Vindicación Feminista
- Editor-in-chief: Lidia Falcón; Carmen Alcalde;
- Categories: Feminist magazine
- Frequency: Monthly
- Founder: Lidia Falcón; Carmen Alcalde;
- Founded: 1976
- First issue: July 1976
- Final issue: December 1979
- Country: Spain
- Based in: Barcelona
- Language: Spanish

= Vindicación Feminista =

Monthly feminist magazine in Spain (1976–1979)

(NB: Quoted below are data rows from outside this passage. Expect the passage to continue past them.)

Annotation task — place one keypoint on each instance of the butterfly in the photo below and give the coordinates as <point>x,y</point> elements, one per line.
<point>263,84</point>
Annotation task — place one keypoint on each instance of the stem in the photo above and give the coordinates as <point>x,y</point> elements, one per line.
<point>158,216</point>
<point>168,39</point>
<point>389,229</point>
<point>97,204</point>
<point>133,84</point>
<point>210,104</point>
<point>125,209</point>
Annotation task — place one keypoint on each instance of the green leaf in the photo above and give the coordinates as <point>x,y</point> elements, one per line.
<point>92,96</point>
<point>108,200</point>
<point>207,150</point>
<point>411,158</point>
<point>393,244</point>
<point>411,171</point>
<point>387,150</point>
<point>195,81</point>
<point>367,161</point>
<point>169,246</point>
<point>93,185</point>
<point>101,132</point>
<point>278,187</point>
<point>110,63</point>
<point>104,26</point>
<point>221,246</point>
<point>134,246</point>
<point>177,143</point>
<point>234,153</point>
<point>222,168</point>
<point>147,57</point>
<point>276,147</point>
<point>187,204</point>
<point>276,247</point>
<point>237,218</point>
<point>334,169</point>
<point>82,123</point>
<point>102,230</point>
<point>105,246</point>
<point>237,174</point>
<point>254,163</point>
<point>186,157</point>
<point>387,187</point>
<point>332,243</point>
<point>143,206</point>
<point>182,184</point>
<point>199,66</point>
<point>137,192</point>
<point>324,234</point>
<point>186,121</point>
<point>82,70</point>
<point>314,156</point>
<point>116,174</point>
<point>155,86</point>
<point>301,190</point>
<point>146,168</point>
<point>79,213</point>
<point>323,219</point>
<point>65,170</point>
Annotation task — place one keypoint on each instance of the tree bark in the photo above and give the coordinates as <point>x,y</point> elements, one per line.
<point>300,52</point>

Vindicación Feminista (Feminist Vindication) was a monthly feminist magazine which was published in Barcelona, Spain, in the period 1976–1979. It is the first feminist magazine established in Spain during the transition from dictatorship to democracy. The magazine was part of the second wave feminism.

==History and profile==
Vindicación Feminista was founded by Lidia Falcón and Carmen Alcalde in 1976. The first issue of the monthly magazine appeared in July that year. Both founders also served as the editor-in-chief of the magazine of which the contributors were all women journalists. They were the advocates of the radical and gendered activism and adopted the view of Kate Millett: the personal is political. The magazine was a supporter of abortion and harshly criticised and ridiculed Telva, a women's magazine which opposed the legalization of abortion.

Although the magazine was the illustrative feminist publication for the transition period, it ceased publication in December 1979 after producing a total of thirty issues due to financial constraints and lower levels of readership.